We slip into our places without removing our hats. There's no time to hunt for mislaid hats when the whistle goes. Row of hat brims, level, drawn over eyes, or thrust back -- according to characters or temperaments.

Thrust back denotes a lucky absence of brains, I fancy. Row of forks going up, or jabbing, or poised, loaded, waiting for last mouthful to be bolted.

"We pick up, sweep, tar, sew wounds, catch sheep that break from the pens, jump down and pick up those that can't rise at the bottom of the shoots, `bring-my-combs-from-the-grinder-will-yer,' laugh at dirty jokes, and swear -- and, in short, are the `will-yer' slaves, body and soul, of seven, six, five, or four shearers, according to the distance from the rolling tables.

"The shearer on the board at the shed is a demon. He gets so much a hundred; we, 25s. a week. He is not supposed, by the rules of the shed, the Union, and humanity, to take a sheep out of the pen AFTER the bell goes (smoke-ho, meals, or knock-off), but his watch is hanging on the post, and he times himself to get so many sheep out of the pen BEFORE the bell goes, and ONE MORE -- the `bell-sheep' -- as it is ringing.

We have to take the last fleece to the table and leave our board clean.

We go through the day of eight hours in runs of about an hour and 20 minutes between smoke-ho's -- from 6 to 6. If the shearers shore 200 instead of 100, they'd get 2 Pounds a day instead of 1 Pound, and we'd have twice as much work to do for our 25s. per week. But the shearers are racing each other for tallies. And it's no use kicking. There is no God here and no Unionism (though we all have tickets). But what am I growling about?

I've worked from 6 to 6 with no smoke-ho's for half the wages, and food we wouldn't give the sheep-ho dog. It's the bush growl, born of heat, flies, and dust. I'd growl now if I had a thousand a year.

We MUST growl, swear, and some of us drink to d.t.'s, or go mad sober.

"Pants and shirts stiff with grease as though a couple of pounds of soft black putty were spread on with a painter's knife.

"No, gentle bard! -- we don't sing at our work. Over the whirr and roar and hum all day long, and with iteration that is childish and irritating to the intelligent greenhand, float unthinkable adjectives and adverbs, addressed to jumbucks, jackaroos, and mates indiscriminately. And worse words for the boss over the board -- behind his back.
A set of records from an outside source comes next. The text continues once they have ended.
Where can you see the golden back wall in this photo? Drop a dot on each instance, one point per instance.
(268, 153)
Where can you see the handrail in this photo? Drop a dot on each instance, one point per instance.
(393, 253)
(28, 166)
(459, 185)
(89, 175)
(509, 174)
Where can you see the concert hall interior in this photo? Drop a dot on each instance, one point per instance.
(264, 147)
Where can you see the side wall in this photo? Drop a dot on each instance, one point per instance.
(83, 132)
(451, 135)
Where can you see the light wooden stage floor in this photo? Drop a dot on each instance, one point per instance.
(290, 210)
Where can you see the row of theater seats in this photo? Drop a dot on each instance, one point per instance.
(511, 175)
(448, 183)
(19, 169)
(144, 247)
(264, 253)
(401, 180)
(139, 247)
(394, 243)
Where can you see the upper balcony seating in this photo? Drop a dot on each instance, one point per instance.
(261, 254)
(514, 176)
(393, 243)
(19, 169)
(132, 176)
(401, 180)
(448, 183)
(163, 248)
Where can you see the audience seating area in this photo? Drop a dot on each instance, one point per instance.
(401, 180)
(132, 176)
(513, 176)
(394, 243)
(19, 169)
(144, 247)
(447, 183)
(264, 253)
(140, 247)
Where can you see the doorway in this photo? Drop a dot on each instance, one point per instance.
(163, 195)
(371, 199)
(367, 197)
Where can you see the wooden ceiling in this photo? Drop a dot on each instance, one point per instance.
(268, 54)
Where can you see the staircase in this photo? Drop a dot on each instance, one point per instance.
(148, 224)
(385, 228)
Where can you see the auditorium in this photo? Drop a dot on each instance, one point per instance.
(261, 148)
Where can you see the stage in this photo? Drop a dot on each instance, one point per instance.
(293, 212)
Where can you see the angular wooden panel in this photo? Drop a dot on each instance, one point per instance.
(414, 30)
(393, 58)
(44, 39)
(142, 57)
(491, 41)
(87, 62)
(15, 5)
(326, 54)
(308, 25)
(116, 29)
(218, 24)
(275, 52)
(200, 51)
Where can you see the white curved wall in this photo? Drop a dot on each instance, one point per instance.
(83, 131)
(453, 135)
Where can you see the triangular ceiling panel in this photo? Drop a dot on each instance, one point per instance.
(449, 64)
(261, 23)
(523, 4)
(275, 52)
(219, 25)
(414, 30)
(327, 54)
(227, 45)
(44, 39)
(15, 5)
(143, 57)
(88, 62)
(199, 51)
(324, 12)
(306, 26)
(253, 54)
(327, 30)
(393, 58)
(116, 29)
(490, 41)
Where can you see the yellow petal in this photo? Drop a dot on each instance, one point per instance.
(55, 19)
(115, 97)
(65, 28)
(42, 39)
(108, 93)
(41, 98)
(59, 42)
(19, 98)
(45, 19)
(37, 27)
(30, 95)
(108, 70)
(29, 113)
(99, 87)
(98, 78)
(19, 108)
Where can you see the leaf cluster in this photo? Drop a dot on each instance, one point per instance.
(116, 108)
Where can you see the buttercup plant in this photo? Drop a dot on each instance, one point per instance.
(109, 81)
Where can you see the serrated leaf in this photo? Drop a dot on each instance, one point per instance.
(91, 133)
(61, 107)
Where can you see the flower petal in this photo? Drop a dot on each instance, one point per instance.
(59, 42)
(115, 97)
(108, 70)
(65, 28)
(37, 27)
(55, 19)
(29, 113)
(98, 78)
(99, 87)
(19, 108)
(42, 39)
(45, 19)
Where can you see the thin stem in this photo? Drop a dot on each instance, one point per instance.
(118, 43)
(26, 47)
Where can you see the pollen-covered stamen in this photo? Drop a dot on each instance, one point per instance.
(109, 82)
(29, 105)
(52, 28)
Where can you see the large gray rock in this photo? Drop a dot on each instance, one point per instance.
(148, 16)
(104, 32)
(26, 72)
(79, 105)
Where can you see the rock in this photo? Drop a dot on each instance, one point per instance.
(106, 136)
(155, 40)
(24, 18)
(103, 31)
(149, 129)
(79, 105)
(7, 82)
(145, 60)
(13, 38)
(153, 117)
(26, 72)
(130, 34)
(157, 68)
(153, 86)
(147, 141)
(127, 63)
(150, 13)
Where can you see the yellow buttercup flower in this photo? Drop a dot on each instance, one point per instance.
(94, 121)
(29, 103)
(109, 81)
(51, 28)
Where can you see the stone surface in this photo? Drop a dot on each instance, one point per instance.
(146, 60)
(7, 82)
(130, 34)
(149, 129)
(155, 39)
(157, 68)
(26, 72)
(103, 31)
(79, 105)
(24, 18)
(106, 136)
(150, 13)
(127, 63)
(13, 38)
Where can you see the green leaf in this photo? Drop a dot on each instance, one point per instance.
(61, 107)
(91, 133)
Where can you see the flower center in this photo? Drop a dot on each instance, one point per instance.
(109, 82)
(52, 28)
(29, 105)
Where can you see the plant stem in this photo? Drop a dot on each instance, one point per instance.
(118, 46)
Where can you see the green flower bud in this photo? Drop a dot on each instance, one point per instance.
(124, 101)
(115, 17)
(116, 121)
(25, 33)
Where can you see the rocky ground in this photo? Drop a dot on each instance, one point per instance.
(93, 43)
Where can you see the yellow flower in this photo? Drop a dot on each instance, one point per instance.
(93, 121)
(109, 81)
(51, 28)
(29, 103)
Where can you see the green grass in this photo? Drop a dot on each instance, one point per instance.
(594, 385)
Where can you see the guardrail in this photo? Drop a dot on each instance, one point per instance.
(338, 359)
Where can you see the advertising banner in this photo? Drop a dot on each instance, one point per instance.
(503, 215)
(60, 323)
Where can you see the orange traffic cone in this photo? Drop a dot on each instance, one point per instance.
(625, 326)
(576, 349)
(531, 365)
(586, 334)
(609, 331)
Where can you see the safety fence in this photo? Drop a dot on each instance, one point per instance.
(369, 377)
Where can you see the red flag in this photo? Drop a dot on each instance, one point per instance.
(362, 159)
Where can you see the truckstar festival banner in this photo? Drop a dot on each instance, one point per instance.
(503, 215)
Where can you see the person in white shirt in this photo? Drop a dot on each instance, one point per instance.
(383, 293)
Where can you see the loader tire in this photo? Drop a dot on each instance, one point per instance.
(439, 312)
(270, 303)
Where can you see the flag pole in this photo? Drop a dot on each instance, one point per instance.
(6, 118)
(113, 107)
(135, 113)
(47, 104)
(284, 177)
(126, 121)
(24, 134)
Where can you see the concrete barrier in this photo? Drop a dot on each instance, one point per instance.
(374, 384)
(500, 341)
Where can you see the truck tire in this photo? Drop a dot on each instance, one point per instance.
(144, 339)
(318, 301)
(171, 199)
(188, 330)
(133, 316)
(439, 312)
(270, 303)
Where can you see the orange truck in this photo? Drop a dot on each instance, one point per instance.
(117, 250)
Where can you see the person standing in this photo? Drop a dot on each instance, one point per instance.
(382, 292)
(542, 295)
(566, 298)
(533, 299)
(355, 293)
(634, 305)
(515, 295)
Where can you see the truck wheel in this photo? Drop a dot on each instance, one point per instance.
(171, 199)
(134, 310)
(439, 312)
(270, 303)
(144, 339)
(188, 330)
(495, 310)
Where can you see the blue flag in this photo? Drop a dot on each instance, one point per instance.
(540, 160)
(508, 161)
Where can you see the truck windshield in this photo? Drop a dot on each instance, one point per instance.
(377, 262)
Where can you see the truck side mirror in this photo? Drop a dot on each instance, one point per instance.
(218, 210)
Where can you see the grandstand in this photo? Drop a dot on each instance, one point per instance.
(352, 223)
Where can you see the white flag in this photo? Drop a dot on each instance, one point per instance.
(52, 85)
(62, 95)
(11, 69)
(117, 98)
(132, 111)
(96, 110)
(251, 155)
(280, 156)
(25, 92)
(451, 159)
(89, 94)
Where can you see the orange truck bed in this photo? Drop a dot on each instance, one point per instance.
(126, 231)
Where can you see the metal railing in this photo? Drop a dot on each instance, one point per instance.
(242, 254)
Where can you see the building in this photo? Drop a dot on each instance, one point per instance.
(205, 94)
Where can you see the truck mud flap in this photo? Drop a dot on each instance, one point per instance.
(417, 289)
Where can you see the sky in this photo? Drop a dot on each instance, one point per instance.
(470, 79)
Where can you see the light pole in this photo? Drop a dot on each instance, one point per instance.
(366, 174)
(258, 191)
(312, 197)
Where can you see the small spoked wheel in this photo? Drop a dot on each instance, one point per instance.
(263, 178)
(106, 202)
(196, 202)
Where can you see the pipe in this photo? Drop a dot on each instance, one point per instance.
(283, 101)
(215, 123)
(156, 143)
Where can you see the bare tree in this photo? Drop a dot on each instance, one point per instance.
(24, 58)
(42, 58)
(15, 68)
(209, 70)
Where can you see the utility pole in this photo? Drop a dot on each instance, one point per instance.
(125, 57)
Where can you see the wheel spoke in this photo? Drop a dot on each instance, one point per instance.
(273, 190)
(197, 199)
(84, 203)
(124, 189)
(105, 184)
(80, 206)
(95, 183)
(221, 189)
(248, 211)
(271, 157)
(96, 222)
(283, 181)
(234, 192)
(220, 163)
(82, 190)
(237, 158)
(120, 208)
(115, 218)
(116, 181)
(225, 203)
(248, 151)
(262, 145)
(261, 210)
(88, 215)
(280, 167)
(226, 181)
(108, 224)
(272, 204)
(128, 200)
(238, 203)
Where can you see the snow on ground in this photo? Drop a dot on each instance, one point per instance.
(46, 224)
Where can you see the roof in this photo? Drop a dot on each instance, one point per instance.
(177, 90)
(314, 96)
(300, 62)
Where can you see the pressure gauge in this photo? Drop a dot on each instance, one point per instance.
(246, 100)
"I came of a Good Christian Family -- perhaps that's why I went to the Devil.

When I came out here I'd shrink from the man who used foul language.

In a short time I used it with the worst. I couldn't help it.

"That's the way of it. If I went back to a woman's country again I wouldn't swear. I'd forget this as I would a nightmare.

That's the way of it. There's something of the larrikin about us.

We don't exist individually. Off the board, away from the shed (and each other) we are quiet -- even gentle.